I’ve learned that it’s okay to lean on your partner, but I’m scared that I could be completely dependent on him. It makes me want to vomit just to say those words. In the last few years, I really faced that this is a reality, it’s not some faraway thing. I could be completely in the dark in three years.  

How has it impacted your relationship with your daughters?
I didn’t want them to have to be my caretaker, and I didn’t want them to be ashamed of me. They are now 12 and 15. Ultimately I think it’s impacted them in a very positive way because they have seen me focus on the power of now and going after dreams. They often refer to me as inspiring, and they are very compassionate to people who have special needs.  

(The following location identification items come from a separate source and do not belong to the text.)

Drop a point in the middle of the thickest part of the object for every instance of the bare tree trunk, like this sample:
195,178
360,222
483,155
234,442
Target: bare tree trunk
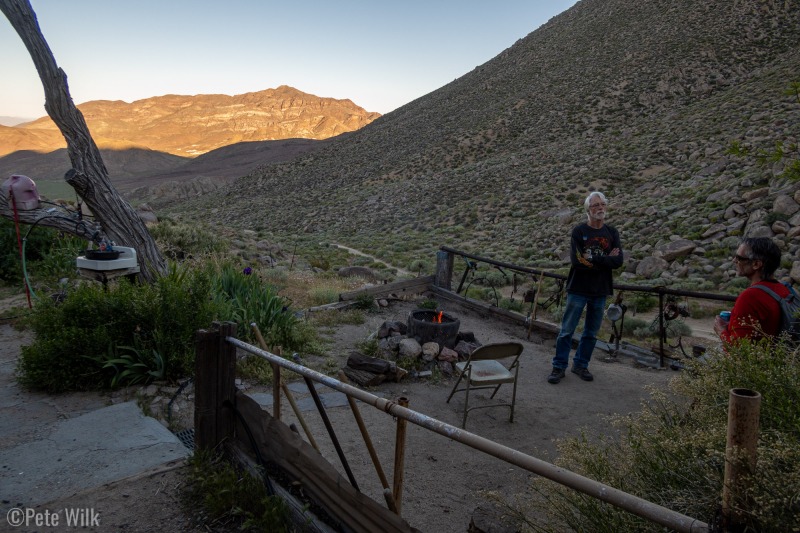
118,220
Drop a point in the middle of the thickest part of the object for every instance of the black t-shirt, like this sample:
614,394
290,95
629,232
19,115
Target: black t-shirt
591,276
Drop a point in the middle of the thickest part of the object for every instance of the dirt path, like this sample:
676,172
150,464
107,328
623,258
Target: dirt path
353,251
443,480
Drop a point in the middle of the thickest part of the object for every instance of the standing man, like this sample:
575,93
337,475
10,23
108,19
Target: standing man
756,313
595,252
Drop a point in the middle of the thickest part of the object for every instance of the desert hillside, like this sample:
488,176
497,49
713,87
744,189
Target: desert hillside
154,144
639,100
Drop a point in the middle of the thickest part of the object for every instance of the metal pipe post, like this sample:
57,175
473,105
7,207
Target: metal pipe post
370,447
399,457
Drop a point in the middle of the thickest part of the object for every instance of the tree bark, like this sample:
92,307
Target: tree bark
117,220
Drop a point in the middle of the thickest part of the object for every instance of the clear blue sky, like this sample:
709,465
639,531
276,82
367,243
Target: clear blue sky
380,54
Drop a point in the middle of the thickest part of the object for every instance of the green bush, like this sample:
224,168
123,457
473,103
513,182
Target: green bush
229,495
673,451
245,299
643,302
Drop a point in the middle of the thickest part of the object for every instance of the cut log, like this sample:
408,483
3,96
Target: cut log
359,361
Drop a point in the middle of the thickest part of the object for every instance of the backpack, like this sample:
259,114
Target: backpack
790,312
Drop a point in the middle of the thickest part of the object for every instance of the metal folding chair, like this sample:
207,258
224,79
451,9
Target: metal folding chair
483,370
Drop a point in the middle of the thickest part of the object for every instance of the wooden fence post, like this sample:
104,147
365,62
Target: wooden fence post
444,270
215,370
744,408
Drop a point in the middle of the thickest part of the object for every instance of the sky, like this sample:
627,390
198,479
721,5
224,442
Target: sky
381,54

Do they worry about developing it, too?
Yes. My oldest daughter wrote a poem for class about going into a dark tunnel and she didn’t know if there would be a light at the end. She doesn’t really talk about it, but they say that if you have it, your child has a 50 percent chance of developing it, too. But I just don’t believe that they will. They have such happy, healthy lives.

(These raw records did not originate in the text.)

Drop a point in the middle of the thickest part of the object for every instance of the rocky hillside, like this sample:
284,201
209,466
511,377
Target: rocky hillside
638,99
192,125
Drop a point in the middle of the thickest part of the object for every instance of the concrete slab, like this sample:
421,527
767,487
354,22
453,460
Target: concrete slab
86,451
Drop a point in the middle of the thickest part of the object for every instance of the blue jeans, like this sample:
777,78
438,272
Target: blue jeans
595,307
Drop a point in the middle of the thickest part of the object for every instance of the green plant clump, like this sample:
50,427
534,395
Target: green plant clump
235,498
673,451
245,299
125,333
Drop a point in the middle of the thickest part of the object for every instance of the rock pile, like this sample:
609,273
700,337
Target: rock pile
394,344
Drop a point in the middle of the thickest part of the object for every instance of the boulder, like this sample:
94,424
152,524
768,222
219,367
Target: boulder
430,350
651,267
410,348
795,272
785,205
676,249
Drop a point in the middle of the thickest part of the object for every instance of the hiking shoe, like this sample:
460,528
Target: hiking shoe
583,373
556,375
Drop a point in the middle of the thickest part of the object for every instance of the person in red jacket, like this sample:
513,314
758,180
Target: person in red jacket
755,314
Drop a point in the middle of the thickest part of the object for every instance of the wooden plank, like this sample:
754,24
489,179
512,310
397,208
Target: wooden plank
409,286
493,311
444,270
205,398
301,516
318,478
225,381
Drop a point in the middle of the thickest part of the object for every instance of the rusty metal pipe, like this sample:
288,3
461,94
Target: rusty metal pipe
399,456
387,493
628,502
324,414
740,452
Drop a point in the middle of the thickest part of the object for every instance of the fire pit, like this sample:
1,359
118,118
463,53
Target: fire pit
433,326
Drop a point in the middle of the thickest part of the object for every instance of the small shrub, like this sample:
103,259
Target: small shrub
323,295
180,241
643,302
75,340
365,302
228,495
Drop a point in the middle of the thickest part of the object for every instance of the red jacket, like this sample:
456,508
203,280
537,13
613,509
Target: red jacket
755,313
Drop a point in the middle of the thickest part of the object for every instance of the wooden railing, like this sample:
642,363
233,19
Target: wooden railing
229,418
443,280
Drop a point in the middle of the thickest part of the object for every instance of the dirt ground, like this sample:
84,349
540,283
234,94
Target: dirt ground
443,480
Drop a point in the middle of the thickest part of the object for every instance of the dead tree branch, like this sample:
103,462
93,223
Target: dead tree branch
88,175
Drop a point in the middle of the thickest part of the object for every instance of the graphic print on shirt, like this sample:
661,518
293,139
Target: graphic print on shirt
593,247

Can you still see your daughters’ and husband’s faces clearly?
Yes, through the little slit, but if they are too close to me, I can’t see them at all. It’s like looking through binoculars: You need distance to focus. My eyesight has got to the point where I don’t have much left to lose, but what I have left lets me function pretty well.

So you don’t depend on any special equipment?
I have to blow up the mouse icon on my computer screen and increase the text size or I can’t see it, even if I’m wearing reading glasses. I can still read magazines and books — as long as I am wearing reading glasses. I can’t walk at night — it’s like I’m wearing a blindfold, so I need someone to hold my hand and guide me. Stairs are so hard for me to navigate, even with railings. I avoid crowds, and we always have to have all the lights on bright in the house.

There are people who have eyesight as bad as mine who use canes to get by, but I don’t. I’m determined to see. Some people will read this and think, She’s just in denial, but if I put my energy into props and equipment, then I am taking my energy away from my mission to see. I don’t want to be identified as that woman who’s nearly blind. I escaped a strict, claustrophobic, religious home, so independence is at the core of who I am. I just can’t pull out a cane. I never use the B word.

This interview has been condensed and edited.